An old-school indie turns the inspirational classroom drama inside out.

School of Rock 

An old-school indie turns the inspirational classroom drama inside out.

Even curriculum clutchers might rather leave a child behind than let her learn from Half Nelson's Mr. Dunne (Ryan Gosling), a Brooklyn junior high teacher whose off-the-cuff history lessons are based — brace yourselves, Bushies — on dialectical theory. History is change, and change, the white teacher tells the kids, most of whom are black, is the result of opposing forces. To illustrate, Dunne playfully arm-wrestles one of his 13-year-olds — and wins, despite the greater pull of the teacher's own wearying addiction to crack cocaine.
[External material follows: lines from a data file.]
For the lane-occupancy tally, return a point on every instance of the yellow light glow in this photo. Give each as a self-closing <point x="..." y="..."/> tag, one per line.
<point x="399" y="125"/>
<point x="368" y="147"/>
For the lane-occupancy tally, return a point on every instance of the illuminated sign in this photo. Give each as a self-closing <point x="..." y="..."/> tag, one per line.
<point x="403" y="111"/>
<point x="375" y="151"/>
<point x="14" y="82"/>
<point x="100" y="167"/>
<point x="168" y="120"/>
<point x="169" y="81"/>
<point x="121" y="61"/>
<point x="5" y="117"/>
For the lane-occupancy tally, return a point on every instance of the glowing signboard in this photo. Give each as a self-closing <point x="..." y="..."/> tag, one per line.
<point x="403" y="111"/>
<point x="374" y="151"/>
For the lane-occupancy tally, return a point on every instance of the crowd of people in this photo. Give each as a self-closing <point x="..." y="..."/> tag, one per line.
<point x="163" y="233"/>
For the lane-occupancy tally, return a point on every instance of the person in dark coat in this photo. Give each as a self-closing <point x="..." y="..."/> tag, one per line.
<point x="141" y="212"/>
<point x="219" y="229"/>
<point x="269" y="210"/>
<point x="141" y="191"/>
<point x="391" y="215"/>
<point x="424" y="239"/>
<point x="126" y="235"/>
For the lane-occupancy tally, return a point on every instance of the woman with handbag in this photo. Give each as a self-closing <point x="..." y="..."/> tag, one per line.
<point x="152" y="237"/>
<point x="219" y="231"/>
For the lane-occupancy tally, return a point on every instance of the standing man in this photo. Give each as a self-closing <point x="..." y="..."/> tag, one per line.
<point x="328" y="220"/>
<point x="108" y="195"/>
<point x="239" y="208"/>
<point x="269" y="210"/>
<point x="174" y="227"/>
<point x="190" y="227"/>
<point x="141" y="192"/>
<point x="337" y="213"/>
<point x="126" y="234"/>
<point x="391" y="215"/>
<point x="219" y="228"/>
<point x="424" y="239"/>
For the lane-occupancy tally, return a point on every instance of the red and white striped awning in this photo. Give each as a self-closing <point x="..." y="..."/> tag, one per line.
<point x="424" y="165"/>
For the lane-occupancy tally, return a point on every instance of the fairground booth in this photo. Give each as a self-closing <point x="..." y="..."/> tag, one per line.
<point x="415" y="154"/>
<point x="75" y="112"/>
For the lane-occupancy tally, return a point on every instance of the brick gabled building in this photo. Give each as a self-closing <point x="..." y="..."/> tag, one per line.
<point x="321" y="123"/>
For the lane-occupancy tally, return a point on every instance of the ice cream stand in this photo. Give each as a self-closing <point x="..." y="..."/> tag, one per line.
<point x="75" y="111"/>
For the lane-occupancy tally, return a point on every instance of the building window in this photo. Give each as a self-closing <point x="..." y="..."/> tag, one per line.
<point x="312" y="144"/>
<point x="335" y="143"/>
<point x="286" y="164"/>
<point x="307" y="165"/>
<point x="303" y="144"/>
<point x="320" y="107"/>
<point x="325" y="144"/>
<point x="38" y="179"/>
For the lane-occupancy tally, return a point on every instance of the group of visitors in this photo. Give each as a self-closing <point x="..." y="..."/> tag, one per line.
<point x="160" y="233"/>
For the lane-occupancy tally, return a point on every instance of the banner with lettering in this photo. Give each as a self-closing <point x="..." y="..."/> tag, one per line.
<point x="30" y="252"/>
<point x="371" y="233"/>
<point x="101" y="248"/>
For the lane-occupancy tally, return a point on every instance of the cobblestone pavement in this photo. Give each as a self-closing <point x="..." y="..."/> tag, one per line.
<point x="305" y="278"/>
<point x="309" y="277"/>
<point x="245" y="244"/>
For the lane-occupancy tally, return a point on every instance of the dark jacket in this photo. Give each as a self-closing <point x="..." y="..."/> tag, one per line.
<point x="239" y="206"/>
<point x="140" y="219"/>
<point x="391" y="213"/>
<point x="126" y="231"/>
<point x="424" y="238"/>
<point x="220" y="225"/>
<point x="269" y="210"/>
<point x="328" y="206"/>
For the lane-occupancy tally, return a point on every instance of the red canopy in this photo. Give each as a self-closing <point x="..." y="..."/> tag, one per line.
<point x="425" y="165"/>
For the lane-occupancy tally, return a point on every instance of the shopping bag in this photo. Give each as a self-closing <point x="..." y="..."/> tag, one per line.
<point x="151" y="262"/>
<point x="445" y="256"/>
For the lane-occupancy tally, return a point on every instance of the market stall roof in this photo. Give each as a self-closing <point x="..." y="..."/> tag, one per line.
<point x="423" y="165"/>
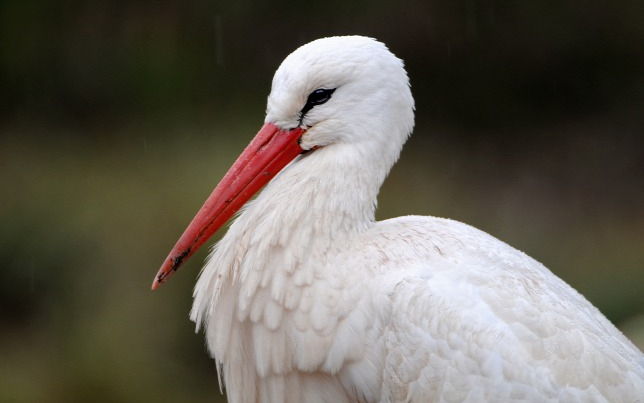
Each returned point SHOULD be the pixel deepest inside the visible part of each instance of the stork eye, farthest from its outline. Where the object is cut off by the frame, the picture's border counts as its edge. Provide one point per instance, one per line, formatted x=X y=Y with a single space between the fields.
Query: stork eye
x=317 y=97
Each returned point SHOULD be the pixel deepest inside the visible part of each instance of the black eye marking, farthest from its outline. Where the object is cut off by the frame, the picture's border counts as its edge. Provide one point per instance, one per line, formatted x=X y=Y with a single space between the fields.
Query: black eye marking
x=317 y=97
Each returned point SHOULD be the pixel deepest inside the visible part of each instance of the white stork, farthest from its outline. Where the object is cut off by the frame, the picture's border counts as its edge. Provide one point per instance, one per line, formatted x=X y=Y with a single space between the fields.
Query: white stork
x=308 y=299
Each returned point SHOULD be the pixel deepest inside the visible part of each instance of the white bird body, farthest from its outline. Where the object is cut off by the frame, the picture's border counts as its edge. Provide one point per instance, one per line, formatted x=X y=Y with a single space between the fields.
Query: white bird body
x=308 y=299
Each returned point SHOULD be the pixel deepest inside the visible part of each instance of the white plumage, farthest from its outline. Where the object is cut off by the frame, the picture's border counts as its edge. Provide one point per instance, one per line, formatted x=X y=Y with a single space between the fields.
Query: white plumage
x=308 y=299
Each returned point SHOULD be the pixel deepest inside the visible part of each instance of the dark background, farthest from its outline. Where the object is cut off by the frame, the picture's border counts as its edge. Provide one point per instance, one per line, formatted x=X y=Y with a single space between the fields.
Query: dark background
x=118 y=118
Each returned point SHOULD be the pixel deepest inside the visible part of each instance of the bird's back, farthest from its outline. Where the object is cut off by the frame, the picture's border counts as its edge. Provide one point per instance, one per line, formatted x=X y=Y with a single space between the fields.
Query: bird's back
x=473 y=319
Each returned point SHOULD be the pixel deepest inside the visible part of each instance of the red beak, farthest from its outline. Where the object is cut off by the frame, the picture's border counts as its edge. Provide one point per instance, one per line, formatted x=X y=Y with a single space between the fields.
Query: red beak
x=270 y=151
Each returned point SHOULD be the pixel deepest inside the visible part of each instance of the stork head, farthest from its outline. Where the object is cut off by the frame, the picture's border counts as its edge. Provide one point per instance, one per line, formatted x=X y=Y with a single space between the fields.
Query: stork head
x=347 y=90
x=342 y=89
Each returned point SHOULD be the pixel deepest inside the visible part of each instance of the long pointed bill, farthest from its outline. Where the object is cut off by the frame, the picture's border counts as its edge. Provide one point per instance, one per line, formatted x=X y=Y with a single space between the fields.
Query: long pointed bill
x=270 y=151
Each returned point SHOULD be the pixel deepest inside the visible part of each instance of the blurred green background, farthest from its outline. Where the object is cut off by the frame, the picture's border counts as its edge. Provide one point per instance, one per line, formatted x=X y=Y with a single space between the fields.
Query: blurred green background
x=118 y=118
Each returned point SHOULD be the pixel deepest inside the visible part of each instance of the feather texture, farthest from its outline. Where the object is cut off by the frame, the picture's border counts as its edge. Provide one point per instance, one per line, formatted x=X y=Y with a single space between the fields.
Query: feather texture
x=308 y=299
Unawarded at Sundance despite ample acclaim, Half Nelson drags the crowd-pleasing white-teacher-inspires-black-students movie to the mat and pins the flabby genre in the first round. "What can I teach them?" Gosling's Dunne wonders aloud in the bar after school — as well he might, given that the often hungover lefty intellectual, called daily to stand and deliver, isn't exactly the image of stability. Neither is he an entirely plausible protagonist, but as Dunne likes to employ metaphor in the classroom, so first-time feature maker Ryan Fleck instructs us to see his wannabe-activist basehead as a symbol of American do-gooding gone bad.

Fleck, who co-wrote the script with Anna Boden between the anti-war rallies they attended in New York, dares to bend the uplifting melodrama's narrative arc until it points sideways. Who knows whether any of us can make a difference these days? Fleck's handheld camera first catches Dan slumped on the floor of his unkempt apartment, the teacher bleary-eyed and wired even before his alarm clock rings at dawn. "Change moves in spirals, not circles," the strung-out dialectician tells his young students at one point, clearly spiraling down.

The audacity of making an inner-city drama in which the white-male authority figure is the crackhead finds its equal in Gosling's performance, a high-wire act that's gutsiest for its unconscionable charm. In a single shot some 15 minutes into the movie, Gosling does more than answer the question of whether an actor can humanize a drug-addicted teacher whose student has just caught him cowering in a bathroom stall, reeling from a crack hit: Gosling's wide-eyed look of fear is exaggerated just enough to show us that the addict is acting, too — affecting pathetic vulnerability and a faint hint of sheepishness about the act. No wonder Drey (Shareeka Epps), watching Teach quiver atop a toilet seat (Epps' deadpan reaction is a stunner), decides to take mercy on the man, wiping his brow and proving that opposite forces can also unite — in theory, anyway.

Fleck and Boden, whose documentary Young Rebels examined hip-hop in Havana, guard well against the intrusion of anything that feels like Hollywood, shooting in the fly-on-the-wall style of a vérité doc. Tutelage takes many forms here, but among the movie's tough lessons is that, for better or worse, we're all connected — child and parent, student and teacher, peddler and user.

Authority, in and out of the classroom, is expected to have answers. Half Nelson, tentative even in its title, is more than honest enough to settle for genuine uncertainty. It asks whether genuine uncertainty — the vague sense that modern life is too complicated to address or even understand — is going to cut it as the world burns. Gosling's second tour de force moment in the film comes when the crackhead teacher, midway through telling Drey's drug-dealing surrogate dad (Anthony Mackie) that the girl needs more positive role models, gets a glimpse of his own privileged hypocrisy and starts acting doubtful. "I don't know, I don't know," the teacher says, throwing his arms aloft. Half Nelson is named for the wrestling move by which an opponent's own strengths are used against him. Dunne's strength as a teacher is his weakness — as well as a metaphor.